Officer Melissa Kelly, parked at the corner of Dana and Channing streets on her mountain bike, cited one after the other as they blew through the stop sign. 
While writing one ticket, several more would fly through the intersection.
The operation was aimed at reducing injury crashes.
So far this year, 129 bicyclists have been injured in the city, police said. Since 1984, four bicyclists have died in crashes with cars, and investigations showed in each accident that it was the bicyclist's fault.
"We've also been getting complaints regarding reckless riding," said Officer Jennifer Coats of the police department's traffic bureau who was on Thursday's crackdown. "We're up here as a deterrent.
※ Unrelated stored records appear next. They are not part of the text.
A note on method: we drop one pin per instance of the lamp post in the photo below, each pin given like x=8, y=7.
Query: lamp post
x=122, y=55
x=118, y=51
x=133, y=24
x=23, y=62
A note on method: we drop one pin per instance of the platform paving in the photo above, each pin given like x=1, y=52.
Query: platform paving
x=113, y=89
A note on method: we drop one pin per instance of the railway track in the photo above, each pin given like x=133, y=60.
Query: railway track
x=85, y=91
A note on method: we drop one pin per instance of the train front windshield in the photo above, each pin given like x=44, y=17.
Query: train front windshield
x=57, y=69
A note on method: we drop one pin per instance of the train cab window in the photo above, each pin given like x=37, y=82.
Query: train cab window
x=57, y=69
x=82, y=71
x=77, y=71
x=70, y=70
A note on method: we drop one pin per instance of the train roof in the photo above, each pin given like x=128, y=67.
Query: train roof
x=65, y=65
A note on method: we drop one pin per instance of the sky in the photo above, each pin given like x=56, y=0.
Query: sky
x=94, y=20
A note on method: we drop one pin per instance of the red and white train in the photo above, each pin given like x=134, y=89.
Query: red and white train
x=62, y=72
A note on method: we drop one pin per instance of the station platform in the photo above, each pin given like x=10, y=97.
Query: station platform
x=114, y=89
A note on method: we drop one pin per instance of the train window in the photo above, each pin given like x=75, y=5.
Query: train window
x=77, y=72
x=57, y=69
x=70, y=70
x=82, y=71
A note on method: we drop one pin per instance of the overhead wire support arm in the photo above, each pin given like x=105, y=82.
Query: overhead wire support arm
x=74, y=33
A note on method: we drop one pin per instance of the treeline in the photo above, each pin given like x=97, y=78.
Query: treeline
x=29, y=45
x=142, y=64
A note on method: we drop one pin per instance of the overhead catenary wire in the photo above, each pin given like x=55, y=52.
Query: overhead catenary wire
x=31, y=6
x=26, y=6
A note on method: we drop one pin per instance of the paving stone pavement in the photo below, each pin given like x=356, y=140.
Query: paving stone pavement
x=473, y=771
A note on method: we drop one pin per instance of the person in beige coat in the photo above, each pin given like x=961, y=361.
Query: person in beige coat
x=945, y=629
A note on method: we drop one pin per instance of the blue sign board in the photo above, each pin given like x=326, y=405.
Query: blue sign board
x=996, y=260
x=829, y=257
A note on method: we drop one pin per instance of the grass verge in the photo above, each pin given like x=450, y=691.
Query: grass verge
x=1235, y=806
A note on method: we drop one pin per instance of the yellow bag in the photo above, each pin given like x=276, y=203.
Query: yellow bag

They're running stop signs, red lights and weaving in and out of traffic and riding the wrong way."
The crackdown also served as a reminder to bicyclists that they must pay attention to all the rules of the road, just as a person driving a car would.
As he was getting a ticket, one young UC Berkeley student from New Zealand asked Kelly: "Are we supposed to ride on the sidewalk or on the street?" 
The answer is no, Kelly said, but it was a good questions and gave her the opportunity to offer a quick primer on the rules of the road: stop at stop signs, yield to pedestrians, stop at red lights, don't ride on the sidewalk, don't ride in crosswalks.
Dave Campbell, president of Bicycle-Friendly Berkeley Coalition, said he heard about the crackdown and approved of it as a way of educating riders.
"The bicycle coalition encourages everyone to follow the rules of the road and ride responsibly," said Campbell. "Enforcement can be a good thing. It's helpful when cyclists know that police take traffic safety seriously."
Campbell said so many bicyclists do not obey the rules of the road because they never learn them.
"My parents taught me how to ride, told me to be safe and sent me out on the street," Campbell said. "You don't get the training in school. A lot of people don't know that the rules of the road apply to bikes."
Campbell said the crackdown is a good opportunity for Berkeley bike riders to take one of his organization's three free classes on bike safety. For more info, check

1 comment:

  1. I agree that people riding bicycles should conduct themselves safely when on the roads and be respectful of the rights of car drivers, pedestrians and other road users.

    I strongly disagree that people riding bicycles (many of whom also drive cars and walk at times) should be subject to the same road rules as people driving cars.

    Why? Because the road rules were designed for cars, not bicycles, and the driving experience and conditions of the two types of vehicle is fundamentally different.

    Should we obey the law? Yes, of course. But in return, the law should be appropriate and not act as a yolk on the shoulders of the people.

    This is what current road traffic law is to cyclists.

    People such as myself, who respect laws, are turned into law-breakers when we travel by bicycle. I do not wish to break the law, but conforming to it makes riding a bicycle so difficult and slow that I'd rather drive a car.

    Little or no science has been applied to the decision that bicyclists should stop at stop signs and wait at red lights. The decision was merely a half-baked assumption that it would be the way to go.

    The fact that so many cyclists disobey these laws is not to do with ignorance, it is because the assumption was incorrect.

    The state of Idaho has it right: bicycles yield (not necessarily stop) at stop signs, and they stop (not necessarily wait) at stop lights.

    I encourage cyclists to disobey the California road laws, but do so in a respectful way. The purpose of this disobedience is not to be a scofflaw, but to draw attention to a problem that urgently needs to be fixed.